Refinancing To Manage Your Debts – Act Before April 19 for Maximum Value
The average Canadian owes $1.45 for every $1.00 they earn. This startling number emerged from the February, 2010 report on Canadian family finances from the Vanier Institute.
What’s more, debt loads are continuing to increase, despite the recession. Bankruptcy Canada estimates that the average Canadian adult is carrying a debt load of $40,000. That is double the amount they carried in 2000.
The organization then put that figure into context with a few pertinent questions: “Has your income doubled? Are you making twice as much today as you were earning in the year 2000?” For most of us, the answer to those questions is “no”.
How has household debt spiralled out of control? What is the impact? Most importantly, what is the solution? We’ll try to answer those questions here.
Why So Much Debt?
Low interest rates are one of the reasons we are seeing such high debt levels. As the recession took hold, governments pledged to maintain already low rates in order to encourage spending.
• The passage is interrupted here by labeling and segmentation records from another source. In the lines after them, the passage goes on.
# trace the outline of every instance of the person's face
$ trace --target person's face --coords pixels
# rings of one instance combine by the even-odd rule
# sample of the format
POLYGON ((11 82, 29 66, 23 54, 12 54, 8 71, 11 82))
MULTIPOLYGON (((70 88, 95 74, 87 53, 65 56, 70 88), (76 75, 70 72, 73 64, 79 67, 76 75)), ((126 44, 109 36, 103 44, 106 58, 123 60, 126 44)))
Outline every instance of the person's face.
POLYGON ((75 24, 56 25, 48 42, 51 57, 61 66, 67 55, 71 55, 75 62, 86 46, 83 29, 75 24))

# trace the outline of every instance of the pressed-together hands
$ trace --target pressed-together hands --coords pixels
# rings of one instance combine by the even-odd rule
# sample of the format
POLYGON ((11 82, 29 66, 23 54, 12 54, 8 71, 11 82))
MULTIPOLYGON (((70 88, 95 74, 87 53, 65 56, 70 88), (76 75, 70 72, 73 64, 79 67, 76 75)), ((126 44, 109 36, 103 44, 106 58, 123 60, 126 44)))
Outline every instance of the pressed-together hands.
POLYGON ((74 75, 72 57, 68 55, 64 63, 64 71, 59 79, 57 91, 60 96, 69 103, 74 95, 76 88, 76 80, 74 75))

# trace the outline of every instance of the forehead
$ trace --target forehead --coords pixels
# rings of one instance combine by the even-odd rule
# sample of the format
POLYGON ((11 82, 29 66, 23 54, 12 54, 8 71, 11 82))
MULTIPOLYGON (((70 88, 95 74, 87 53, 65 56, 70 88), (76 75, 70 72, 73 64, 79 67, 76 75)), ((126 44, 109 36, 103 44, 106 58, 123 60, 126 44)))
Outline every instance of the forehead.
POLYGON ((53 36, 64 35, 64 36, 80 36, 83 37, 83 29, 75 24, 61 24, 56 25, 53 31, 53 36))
As Bankruptcy Canada points out, debt is not a bad thing if you can manage it. It is the ability to service a debt that counts and that is where many Canadians are currently having problems.
What is the Impact of Heavy Personal Debt Loads?
Clearly, too much debt puts a strain on households. Keep in mind that first number we cited – most Canadians owe $1.45 for every $1.00 they earn. People with heavy debts are constantly behind the eight ball. All it takes is one crisis to land someone in serious trouble. Job loss, medical problems, divorce – any of those situations can cause people to fall behind in debt payments and head toward bankruptcy.
In fact, there has been an unprecedented spike in the personal bankruptcy rate. Heavy debt loads, combined with our economic climate and the high unemployment rate, are the reason. In October 2009, the rate of personal bankruptcies had increased by 26% over the previous year.
What Can You Do About Personal Debt?
If you are a homeowner, you can take advantage of the equity in your home to consolidate your debts. Interest rates are still low, so you can refinance your mortgage at an affordable interest rate. Take out more than the amount owing on your current mortgage and pay off debts. Or, keep the same monthly payment, pay down more of your principal, and get mortgage-free faster.
You need to act fast though. As of April 19, 2010, the federal government is reducing the amount of money available through a refinance from 95% of a home’s value to 90%.